Salí de detrás del mostrador y crucé la sala hasta la puerta que Malloy había dejado abierta. A continuación había un vestíbulo en forma de L, casi completamente a oscuras. El gorila, tumbado en el suelo, inconsciente, respiraba con dificultad y sostenía una navaja en una mano sin fuerza. Me incliné, se la quité y la tiré por una escalera trasera.
Pasé por encima y abrí una puerta en la que estaba escrito «Despacho» con pintura negra descascarillada a medias.
Dentro había un escritorio pequeño muy estropeado, junto a una ventana tapada en parte con tablas. El torso de un hombre estaba muy erguido en una silla de respaldo alto que llegaba hasta la nuca del individuo. La cabeza se había doblado hacia atrás sobre el respaldo, de manera que la nariz apuntaba a la ventana tapiada. Sencillamente doblada, como un pañuelo o un gozne.

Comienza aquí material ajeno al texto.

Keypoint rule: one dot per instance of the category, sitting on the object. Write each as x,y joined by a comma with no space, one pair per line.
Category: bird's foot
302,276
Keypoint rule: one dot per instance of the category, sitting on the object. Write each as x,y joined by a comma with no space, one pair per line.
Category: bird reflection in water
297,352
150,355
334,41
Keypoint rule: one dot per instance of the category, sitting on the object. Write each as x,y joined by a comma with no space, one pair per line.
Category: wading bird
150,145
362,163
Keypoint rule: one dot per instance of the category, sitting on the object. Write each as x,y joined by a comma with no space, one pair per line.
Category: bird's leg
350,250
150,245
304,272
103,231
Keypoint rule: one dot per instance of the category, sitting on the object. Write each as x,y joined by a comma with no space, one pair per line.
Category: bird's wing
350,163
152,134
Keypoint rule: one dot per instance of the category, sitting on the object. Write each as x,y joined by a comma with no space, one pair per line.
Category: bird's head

A la derecha del cadáver estaba abierto un cajón de la mesa. Dentro había un periódico con una mancha de grasa en el centro. El revólver habría salido de allí. Probablemente al señor Montgomery le pareció una buena idea en un primer momento, pero la posición de su cabeza demostraba que se trataba de una idea equivocada.
También había un teléfono sobre el escritorio. Me desprendí de la escopeta de cañones recortados y cerré la puerta con llave antes de llamar a la policía. Me sentí así más seguro, y al señor Montgomery no pareció importarle.
Cuando los muchachos del coche patrulla subieron las escaleras pisando fuerte, el gorila y el barman habían desaparecido y yo me había convertido en dueño absoluto del local.